Dördüncü teravihten sonra idi. Hayli geniş olan cami lokalinde bir masada birkaç cemaat oturuyorduk. Bir ara dernek başkanı birisine şöyle seslendi:
‘’Ey komünist Bahri, gel buraya!’’ diye. Ben bu adama şöyle bir baktım, gayet temiz giyimli, kravatlı, 35 yaşlarında bir kimse idi. Masamıza geldi, oturdu.
Ben ‘’Arkadaşımızı üzdün, komünist dedin. Bu kardeşimiz, hiç öyle komüniste falan benzemiyor’’ deyince, Bahri;
‘’Bunlar hep bana komünist deyip duruyorlar hocam’’ dedi. Ben, ‘’Kardeşim, bak sen komünist falan değilsin. Allah öyle olmaktan da korusun. Hatta ben şimdi anneni babanı sorsam hacıdırlar’’ dedim.
Bahri, ‘’Hocam annem ve babamın hacı olduklarını nereden biliyorsun?‘’ diye sordu. ‘’Tahminen söyledim. Sen Yozgatlıyım, demiştin. Yozgat’tan ve annesi babası hacı olan da komünist falan olmaz. Sen bal gibi Müslümansın’’ deyince Bahri;
‘’Hocam sen böyle dedin ya, Allah’ım ve şu arkadaşlarım şahit olsun ki her akşam çevremdeki bütün komünistleri teravihe getireceğim’’ dedi. Çevresinde sayılan ve itibar gören Bahri,her Akşam,
‘’Haydi komünist arkadaşlar, hepiniz camiye’’ der ve bütün gençleri camiye doldururdu. Hatta uzun saçlı ve acayip bıyıklı gençlerle camimiz dolardı.
Bir gün cemaaten biri ‘’Hocam, söylesen de uzun saç ve acayip bıyıklarını kesseler. Camiye gelirken kendilerine çeki düzen versinler’’ diye söyleyince, ‘’Ben onlarla uygun bir biçimde konuşurum’’ dedim.

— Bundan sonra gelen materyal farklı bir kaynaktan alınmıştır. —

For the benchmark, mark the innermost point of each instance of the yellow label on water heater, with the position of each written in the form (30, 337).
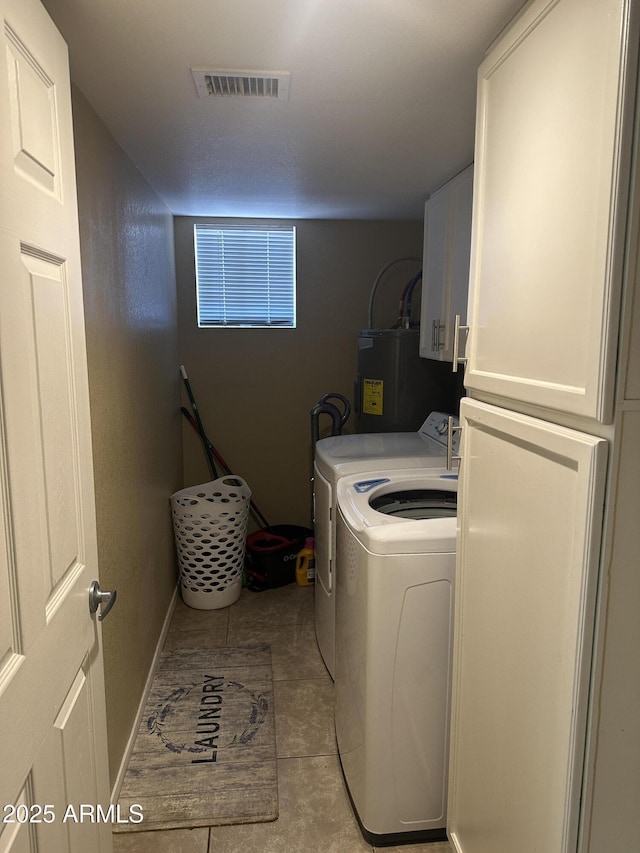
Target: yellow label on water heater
(372, 396)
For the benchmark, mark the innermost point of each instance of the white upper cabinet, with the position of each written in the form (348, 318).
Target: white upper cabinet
(445, 271)
(553, 135)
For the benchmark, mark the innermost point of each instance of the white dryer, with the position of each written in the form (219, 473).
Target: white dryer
(340, 456)
(396, 540)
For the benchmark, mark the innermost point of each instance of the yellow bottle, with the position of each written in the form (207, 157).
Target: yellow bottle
(306, 564)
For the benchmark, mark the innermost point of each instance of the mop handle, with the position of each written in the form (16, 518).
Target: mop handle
(203, 436)
(259, 517)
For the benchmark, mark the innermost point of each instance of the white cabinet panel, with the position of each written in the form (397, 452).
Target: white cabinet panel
(530, 517)
(445, 274)
(552, 148)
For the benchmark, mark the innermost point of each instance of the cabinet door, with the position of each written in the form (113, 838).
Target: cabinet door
(552, 160)
(445, 281)
(457, 291)
(432, 313)
(530, 513)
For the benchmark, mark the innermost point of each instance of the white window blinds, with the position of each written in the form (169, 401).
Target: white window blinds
(245, 275)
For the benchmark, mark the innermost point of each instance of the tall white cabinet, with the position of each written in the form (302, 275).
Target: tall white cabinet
(445, 272)
(533, 741)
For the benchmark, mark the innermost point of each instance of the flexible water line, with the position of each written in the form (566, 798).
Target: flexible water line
(377, 282)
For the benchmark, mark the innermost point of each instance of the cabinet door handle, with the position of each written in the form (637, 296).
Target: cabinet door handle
(436, 336)
(451, 458)
(99, 599)
(457, 328)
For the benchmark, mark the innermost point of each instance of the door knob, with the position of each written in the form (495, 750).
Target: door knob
(98, 598)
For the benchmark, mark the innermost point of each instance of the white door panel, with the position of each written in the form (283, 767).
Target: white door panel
(53, 734)
(555, 109)
(530, 510)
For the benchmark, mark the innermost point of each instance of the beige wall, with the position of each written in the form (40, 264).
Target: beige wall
(126, 237)
(255, 387)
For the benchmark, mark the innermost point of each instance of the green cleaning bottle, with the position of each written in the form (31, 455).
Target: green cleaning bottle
(306, 564)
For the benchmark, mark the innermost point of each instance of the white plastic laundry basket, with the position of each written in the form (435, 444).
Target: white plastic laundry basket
(210, 528)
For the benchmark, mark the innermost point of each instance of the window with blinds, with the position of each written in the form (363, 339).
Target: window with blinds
(245, 276)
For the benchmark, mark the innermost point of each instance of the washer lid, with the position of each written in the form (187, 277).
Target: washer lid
(416, 503)
(342, 455)
(360, 499)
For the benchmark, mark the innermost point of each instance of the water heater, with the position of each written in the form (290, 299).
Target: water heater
(396, 388)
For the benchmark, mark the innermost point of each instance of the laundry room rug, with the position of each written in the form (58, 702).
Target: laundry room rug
(205, 751)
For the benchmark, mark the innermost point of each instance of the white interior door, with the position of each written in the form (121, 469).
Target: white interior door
(53, 735)
(530, 508)
(555, 113)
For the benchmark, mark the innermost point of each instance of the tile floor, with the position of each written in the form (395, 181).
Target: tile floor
(315, 814)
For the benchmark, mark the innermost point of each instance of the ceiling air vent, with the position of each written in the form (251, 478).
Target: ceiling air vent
(221, 83)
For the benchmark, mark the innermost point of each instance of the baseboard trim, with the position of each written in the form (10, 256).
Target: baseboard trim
(117, 785)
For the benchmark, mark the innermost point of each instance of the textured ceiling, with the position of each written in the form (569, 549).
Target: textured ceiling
(380, 109)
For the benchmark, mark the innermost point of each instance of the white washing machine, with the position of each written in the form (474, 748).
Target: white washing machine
(396, 542)
(340, 456)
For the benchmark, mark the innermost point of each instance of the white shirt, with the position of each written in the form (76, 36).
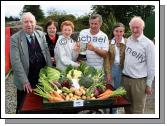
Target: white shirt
(140, 59)
(64, 53)
(117, 50)
(100, 40)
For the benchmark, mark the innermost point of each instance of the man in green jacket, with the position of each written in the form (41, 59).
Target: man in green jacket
(28, 54)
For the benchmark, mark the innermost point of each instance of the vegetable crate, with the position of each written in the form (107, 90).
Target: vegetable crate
(79, 103)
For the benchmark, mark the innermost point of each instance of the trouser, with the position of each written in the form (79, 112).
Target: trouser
(116, 75)
(116, 80)
(20, 98)
(135, 94)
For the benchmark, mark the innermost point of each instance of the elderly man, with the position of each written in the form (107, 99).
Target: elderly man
(96, 42)
(29, 53)
(139, 67)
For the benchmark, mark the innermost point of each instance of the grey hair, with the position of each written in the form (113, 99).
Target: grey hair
(137, 18)
(94, 16)
(27, 14)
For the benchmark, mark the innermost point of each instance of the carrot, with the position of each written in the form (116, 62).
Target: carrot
(55, 99)
(103, 97)
(107, 92)
(56, 94)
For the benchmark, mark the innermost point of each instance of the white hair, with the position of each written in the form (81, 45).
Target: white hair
(137, 19)
(27, 14)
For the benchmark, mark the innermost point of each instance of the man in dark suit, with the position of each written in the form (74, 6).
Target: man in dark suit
(28, 53)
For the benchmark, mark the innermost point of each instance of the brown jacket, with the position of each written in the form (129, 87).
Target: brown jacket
(109, 59)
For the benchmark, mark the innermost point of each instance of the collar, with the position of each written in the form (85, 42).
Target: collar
(122, 40)
(28, 36)
(138, 39)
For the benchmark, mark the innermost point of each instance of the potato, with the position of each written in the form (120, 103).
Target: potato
(72, 89)
(70, 95)
(83, 97)
(88, 97)
(67, 98)
(78, 92)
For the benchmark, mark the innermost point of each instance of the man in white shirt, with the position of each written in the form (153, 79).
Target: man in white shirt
(139, 67)
(96, 42)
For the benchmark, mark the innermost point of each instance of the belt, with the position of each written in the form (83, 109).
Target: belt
(132, 77)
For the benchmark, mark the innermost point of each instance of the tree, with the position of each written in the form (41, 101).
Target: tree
(123, 13)
(35, 10)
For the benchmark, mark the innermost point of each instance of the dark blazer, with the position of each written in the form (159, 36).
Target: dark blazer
(19, 56)
(51, 45)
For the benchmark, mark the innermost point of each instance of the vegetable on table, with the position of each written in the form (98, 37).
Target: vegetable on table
(109, 93)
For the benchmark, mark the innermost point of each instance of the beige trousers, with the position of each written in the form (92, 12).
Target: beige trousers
(135, 94)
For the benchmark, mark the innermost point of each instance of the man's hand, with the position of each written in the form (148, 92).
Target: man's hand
(77, 47)
(27, 87)
(149, 90)
(90, 46)
(109, 78)
(53, 60)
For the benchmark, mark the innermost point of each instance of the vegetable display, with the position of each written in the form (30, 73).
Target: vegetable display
(84, 82)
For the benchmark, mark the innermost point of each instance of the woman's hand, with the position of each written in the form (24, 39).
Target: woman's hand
(27, 87)
(77, 47)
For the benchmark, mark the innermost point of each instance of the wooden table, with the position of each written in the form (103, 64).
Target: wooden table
(34, 104)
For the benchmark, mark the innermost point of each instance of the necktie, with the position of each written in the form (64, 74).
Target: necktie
(32, 41)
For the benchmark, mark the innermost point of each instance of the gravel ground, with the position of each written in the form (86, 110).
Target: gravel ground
(10, 99)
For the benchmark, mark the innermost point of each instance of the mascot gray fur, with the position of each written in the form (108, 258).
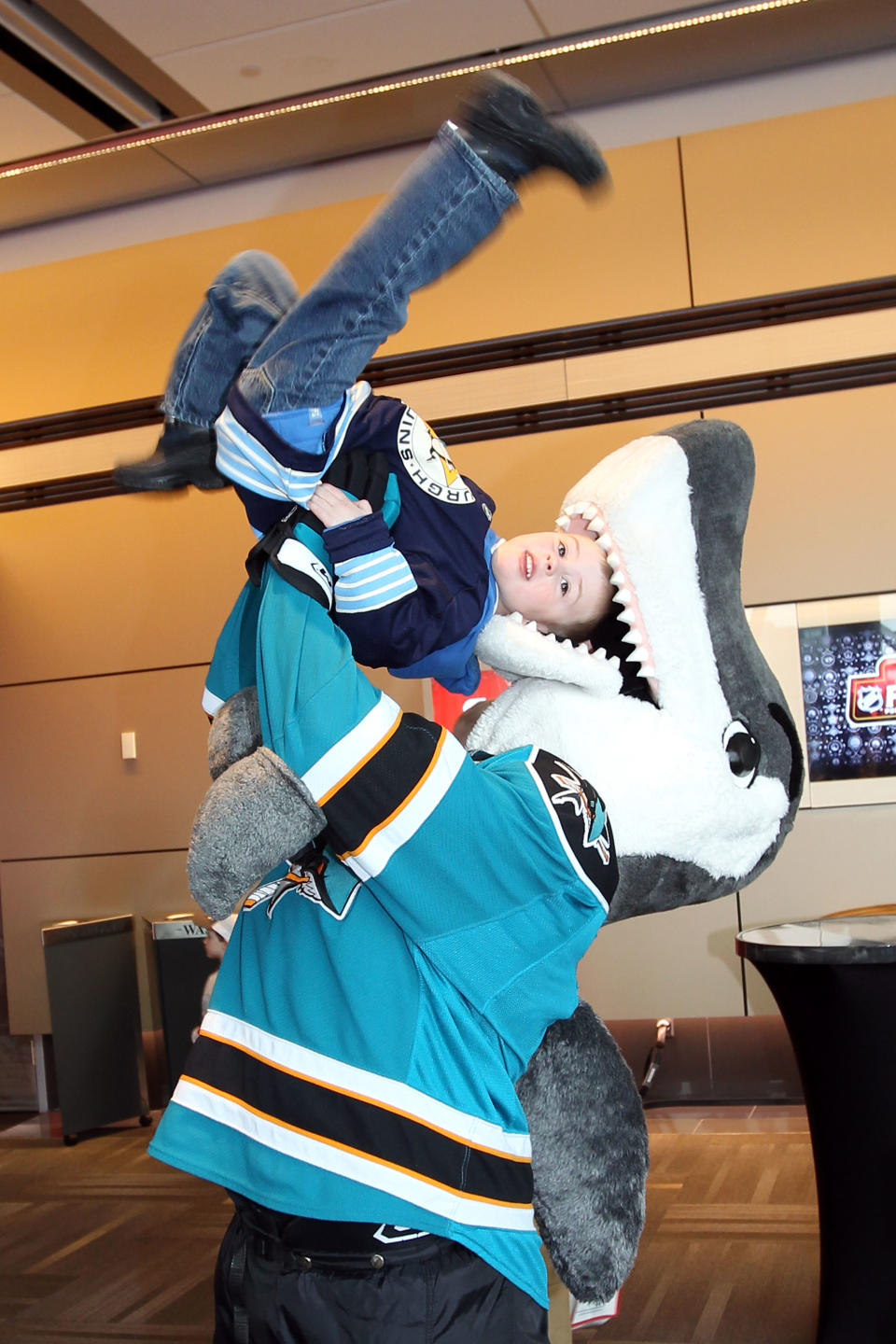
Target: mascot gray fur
(675, 717)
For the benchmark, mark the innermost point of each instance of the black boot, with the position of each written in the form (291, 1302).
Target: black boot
(510, 129)
(184, 455)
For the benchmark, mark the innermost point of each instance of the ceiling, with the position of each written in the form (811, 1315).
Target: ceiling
(115, 101)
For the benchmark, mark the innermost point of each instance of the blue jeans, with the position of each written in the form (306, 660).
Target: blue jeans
(287, 353)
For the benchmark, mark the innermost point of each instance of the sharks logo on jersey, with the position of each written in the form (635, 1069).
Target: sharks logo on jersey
(581, 820)
(306, 878)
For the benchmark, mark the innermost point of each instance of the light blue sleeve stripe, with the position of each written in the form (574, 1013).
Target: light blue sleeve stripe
(370, 582)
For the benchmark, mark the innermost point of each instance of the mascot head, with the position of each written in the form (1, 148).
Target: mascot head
(675, 715)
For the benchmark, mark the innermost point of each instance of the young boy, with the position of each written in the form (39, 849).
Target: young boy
(416, 580)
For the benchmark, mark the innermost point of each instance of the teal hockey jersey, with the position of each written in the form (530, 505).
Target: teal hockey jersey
(375, 1010)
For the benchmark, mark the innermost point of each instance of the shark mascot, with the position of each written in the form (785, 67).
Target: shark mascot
(673, 714)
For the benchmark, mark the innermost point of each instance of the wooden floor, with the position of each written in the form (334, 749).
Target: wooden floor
(101, 1243)
(730, 1250)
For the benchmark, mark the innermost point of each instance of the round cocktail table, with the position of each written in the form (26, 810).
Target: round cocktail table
(834, 983)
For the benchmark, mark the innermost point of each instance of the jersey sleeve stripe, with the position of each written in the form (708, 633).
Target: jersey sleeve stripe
(388, 799)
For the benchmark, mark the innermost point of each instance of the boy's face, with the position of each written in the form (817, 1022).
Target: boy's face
(562, 581)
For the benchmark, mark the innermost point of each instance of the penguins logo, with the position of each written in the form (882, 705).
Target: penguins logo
(427, 463)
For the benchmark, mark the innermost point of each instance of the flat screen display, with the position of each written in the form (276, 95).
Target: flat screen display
(849, 699)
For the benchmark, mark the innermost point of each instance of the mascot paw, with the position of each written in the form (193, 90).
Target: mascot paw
(256, 815)
(235, 732)
(589, 1155)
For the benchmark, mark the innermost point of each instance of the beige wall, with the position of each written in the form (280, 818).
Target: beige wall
(109, 609)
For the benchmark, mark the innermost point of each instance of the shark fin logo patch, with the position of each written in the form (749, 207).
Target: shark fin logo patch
(427, 463)
(306, 878)
(581, 821)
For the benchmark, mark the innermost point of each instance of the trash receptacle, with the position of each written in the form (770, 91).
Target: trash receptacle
(94, 1014)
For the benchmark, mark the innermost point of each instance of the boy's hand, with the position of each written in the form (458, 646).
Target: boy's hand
(333, 506)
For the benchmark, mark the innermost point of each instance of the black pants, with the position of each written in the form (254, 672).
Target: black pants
(273, 1285)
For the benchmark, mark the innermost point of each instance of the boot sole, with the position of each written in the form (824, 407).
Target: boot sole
(507, 110)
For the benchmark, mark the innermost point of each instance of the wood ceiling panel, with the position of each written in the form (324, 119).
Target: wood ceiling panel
(363, 45)
(88, 185)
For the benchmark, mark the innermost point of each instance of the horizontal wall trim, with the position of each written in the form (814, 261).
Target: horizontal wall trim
(100, 677)
(673, 400)
(505, 353)
(103, 854)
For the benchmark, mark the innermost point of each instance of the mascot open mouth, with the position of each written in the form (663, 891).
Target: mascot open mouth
(675, 717)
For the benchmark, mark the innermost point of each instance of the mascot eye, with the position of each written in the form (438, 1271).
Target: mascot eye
(743, 753)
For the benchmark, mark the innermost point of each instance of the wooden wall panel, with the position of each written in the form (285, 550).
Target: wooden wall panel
(106, 326)
(528, 476)
(45, 891)
(679, 964)
(821, 522)
(119, 583)
(64, 784)
(791, 202)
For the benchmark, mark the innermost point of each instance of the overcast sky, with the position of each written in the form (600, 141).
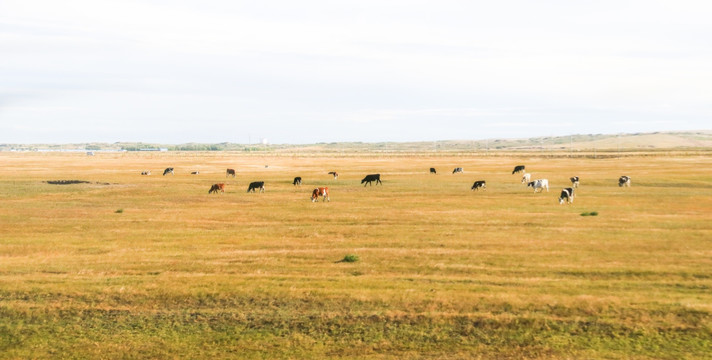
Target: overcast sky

Gençlerin bir arada olduğu bir zamanda, ‘’Bizim Türkiye’mizde sizin gibi saç, bıyıkları çok uzun olan gençlerimiz var. Camiye gelin de, saç ve uzun bıyıklarınız o kadar önemli değil’’ deyince bazısı: ‘’Hocam ben bu şekilde yaşamayı seviyorum’’ derken, birisi de: ‘’Hocam ben bu şehrin futbol takımının ileri üçlüsünde oynuyorum, beni herkes uzun saçlı olarak
tanıyor, onun için saçlarım uzun’’ dedi. Ben de;
“Yeter ki, abdest ve namazınıza dikkat edin. En önemli olan şey budur’’ dedim..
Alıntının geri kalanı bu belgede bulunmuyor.